Walking into Rome and the Vatican City

Last day of our trek on Via Francegena di San Francesco. (I finally checked one of my photos of the signs we’ve been following to get the name right, so take due note.)

We were tired after 5 days of hard walking/hiking, but so excited too–our final miles. The directions had us following a bike path for much of the way. Its being Sunday, we saw lots of people–bikers, walkers, runners. Such a shift from previous days! And for the first time we walked exclusively on pavement.

The famed garbage problem of Rome. Ironically, this was not an issue so much in the city, but definitely in its outskirts. All bins overflowed, litter everywhere.

I adored my hiking poles, but one of the running gags of our trip was my trying to get the rubber tips to work for me on pavement. They wore out very quickly–probably due to my putting my entire (not insubstantial) weight on them as I got more and more tired. This meant that the pointy part that is so good on rough terrain, skidded and clinked on pavement. I tried stuffing earplugs in the holes in the rubber tips, and that worked for a while, though the tips kept falling off. Imagine the slapstick: put on, fall off, roll some distance (or bounce). Bend down, pick up. Repeat. And repeat. Then I tried pieces of wood that I chiseled down with Annie’s handy army knife. But this last day I gave up, finally stuffed the pathetic rubber tips in a pocket, and tapped my way down the bike path, sidewalks, and streets we walked down.

Easy walking! Virtually no hills and only 9 miles that day–maybe even less! But we were tired. I needed my poles.

We walked along the Aniene River for quite a while –which joins the more famous Tiber (or Tevere in Italian). Much of the time we couldn’t see the water, but we caught occasional glorious glimpses.

We parted from the river, but still went mainly along the “pink” bike path, deviating here and there as the directions indicated. We still saw the occasional sign for our pilgrimage trek but they were sadly quite rare and eventually disappeared entirely. Annie, who was in charge of the directions given to us by our tour group, Hidden Italy, usually led the way and instructed me frequently with various snippets of information. Like, the Rome Mosque is the largest mosque outside the “Arab World” (which includes Russia for some reason). Evidently there was quite a bit of a kerfuffle at its construction, resolved when they lowered the minaret to be shorter than St.
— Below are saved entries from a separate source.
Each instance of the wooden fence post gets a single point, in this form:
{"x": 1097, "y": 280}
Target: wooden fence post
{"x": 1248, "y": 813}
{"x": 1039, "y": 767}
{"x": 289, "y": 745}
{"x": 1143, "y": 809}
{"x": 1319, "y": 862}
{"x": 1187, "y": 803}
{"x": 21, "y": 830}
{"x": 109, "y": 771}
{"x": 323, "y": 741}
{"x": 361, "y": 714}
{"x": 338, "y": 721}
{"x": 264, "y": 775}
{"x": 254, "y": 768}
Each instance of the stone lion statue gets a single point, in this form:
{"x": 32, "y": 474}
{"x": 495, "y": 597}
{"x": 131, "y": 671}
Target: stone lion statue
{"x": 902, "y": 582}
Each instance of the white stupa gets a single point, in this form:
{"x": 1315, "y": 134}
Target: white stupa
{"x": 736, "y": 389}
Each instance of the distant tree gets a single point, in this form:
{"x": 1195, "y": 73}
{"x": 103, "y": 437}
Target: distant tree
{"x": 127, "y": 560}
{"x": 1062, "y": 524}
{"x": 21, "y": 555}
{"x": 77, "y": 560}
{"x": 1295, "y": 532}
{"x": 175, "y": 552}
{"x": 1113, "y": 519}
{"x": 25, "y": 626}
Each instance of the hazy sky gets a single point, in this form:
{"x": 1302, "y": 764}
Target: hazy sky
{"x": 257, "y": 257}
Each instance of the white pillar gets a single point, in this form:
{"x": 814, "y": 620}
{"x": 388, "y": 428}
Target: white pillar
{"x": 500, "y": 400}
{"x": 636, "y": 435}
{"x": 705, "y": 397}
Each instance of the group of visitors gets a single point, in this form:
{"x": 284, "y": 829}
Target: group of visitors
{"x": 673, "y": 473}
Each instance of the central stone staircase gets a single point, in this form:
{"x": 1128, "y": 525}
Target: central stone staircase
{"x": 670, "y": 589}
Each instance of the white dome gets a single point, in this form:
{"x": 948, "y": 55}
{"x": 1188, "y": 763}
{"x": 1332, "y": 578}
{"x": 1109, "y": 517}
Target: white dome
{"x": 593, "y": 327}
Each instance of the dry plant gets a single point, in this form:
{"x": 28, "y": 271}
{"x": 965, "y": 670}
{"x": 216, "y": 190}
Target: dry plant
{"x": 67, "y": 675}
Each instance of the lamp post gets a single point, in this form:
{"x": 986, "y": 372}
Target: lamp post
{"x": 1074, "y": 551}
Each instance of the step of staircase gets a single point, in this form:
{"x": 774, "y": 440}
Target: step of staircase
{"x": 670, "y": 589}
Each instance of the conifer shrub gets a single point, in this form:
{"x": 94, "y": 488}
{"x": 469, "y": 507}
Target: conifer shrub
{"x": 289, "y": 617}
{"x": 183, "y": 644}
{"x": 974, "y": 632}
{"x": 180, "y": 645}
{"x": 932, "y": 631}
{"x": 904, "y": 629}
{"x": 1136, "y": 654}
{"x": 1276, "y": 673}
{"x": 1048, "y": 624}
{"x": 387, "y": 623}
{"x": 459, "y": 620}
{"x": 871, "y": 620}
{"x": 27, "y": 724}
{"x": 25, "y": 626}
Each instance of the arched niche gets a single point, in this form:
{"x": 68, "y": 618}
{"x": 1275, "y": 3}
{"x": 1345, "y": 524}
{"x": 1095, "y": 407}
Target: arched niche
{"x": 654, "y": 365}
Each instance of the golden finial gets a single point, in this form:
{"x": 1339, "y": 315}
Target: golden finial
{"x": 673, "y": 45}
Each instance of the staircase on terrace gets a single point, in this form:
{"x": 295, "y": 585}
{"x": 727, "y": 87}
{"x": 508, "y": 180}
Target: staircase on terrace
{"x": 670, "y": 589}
Peter’s Basilica.

We were guided PAST a couple of parks, tantalizingly kept from our view by high walls, and annoyingly packed with parked cars that made walking that way difficult. But there were several fun sights on the way.

The oddest bird –a crow in fancy dress? We saw them several times.

All the streets were lined with cars parked very tightly. Impressive parking skills, for sure, but it could be difficult to maneuver around when the sidewalk or bike path disappeared (which it did periodically).

A playground, very heavily used, and banked by intriguing architectural/sculptural…things.








But finally we crossed the river–by that time maybe it was the Tiber!– and entered Rome itself. After a delightful surprise of an enormous Sunday flea market,

we started counting bridges.






Many, many, bridges–these are just some. Finally we saw it in the distance: St. Peter’s Basilica.

That’s it. We were almost there!

Closer. Just one more steep stairway to climb.

Very close now. We’re feeling SUCCESS and glory!

And there it is. Complete with the obelisk under which St. Peter himself is said to be buried.










What a fantastic feeling to enter the ancient, eternal city of Rome under our own steam and after several days trekking through the various paths of Lazio to get there. After some confusion to the Rome way of numbering (they address opposite sides of the street differently), we found our hotel for the night, the gorgeous Hotel Santa Anna only a couple of blocks away.

The best part of the room? The most amazing shower either of us had ever experienced.


And now to relax in Rome, to recover our energies, to explore the ancient world, to eat ourselves silly and to sleep and sleep and sleep.